Cute six-wheeled delivery robots from e-commerce giant Amazon are now gradually rolling their way to Irvine, California.
After testing the robots near the company headquarters located in Seattle, Amazon is letting its little blue Scout robot stroll across the streets of Irvine with "Prime" printed on its side, website Big Think reported on Saturday.
Currently, only a small number of the all-electric robots have been rolled out. For Irvine's test programme, Amazon is handing out delivery assignments on a random basis, regardless of the delivery option a customer selects at purchase.

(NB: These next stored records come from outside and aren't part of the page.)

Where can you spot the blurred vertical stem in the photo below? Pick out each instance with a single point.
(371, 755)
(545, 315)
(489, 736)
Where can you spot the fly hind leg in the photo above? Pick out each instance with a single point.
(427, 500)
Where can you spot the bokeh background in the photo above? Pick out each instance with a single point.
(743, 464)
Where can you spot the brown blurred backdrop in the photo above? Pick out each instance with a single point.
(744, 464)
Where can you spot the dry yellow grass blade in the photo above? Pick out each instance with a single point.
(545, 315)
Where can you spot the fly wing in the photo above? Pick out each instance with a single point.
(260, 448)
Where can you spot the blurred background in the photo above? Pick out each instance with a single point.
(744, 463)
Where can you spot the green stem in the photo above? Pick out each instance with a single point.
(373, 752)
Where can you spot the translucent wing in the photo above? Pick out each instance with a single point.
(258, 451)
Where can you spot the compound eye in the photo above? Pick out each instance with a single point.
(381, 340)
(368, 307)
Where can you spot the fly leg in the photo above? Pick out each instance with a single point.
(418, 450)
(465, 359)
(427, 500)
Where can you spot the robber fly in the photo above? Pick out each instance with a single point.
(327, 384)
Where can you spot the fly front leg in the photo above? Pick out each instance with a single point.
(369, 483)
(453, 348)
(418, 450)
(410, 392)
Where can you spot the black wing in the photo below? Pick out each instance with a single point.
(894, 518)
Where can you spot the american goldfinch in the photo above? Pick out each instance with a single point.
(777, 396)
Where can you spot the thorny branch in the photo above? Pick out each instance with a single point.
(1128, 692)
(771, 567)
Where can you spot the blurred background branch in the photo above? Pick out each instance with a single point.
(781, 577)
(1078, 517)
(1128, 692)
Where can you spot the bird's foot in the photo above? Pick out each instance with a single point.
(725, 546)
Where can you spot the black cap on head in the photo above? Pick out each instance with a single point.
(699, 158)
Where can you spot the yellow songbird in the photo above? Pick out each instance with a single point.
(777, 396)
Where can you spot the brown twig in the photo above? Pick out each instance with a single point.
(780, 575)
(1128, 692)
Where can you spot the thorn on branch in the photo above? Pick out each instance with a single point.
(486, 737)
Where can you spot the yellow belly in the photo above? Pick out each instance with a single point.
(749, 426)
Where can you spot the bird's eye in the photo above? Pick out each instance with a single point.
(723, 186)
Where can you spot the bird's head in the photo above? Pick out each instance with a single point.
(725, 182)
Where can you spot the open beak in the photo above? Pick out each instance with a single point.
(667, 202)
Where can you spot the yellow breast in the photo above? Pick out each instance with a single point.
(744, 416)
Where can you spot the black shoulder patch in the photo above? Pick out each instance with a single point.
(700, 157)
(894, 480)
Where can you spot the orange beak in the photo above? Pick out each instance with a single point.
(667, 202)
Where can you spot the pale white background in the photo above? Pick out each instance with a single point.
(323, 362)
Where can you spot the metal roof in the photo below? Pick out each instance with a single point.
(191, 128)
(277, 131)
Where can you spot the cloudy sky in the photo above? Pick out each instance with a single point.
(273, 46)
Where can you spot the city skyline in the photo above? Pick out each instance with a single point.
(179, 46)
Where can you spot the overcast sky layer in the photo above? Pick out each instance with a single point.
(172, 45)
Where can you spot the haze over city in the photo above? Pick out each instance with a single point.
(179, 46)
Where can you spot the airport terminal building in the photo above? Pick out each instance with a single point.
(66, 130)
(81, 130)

For now, they are accompanied by humans designated as "Amazon Scout Ambassadors" who not only are responsible for keeping an eye on the bots but are also supposed to answer customers' inevitable questions.
The e-commerce giant also coined a term for its delivery robots -- "adora-bots" -- which are the online retailer's first foray into the real-world deployment of a robotic delivery system.
Depending on how effective they are - and how Amazon customers perceive them - these little autonomous droids could represent the leading edge of nationwide robotic delivery, the report said.
Amazon Scouts were developed in Amazon's Seattle labs and had been under test since January 2019.
Six of the robots have been delivering packages in Washington's Snohomish County in daylight hours and all sorts of weather as part of the test.
Being similar in size to largish rolling ice-chests, they are capable of delivering any package fit, the report noted.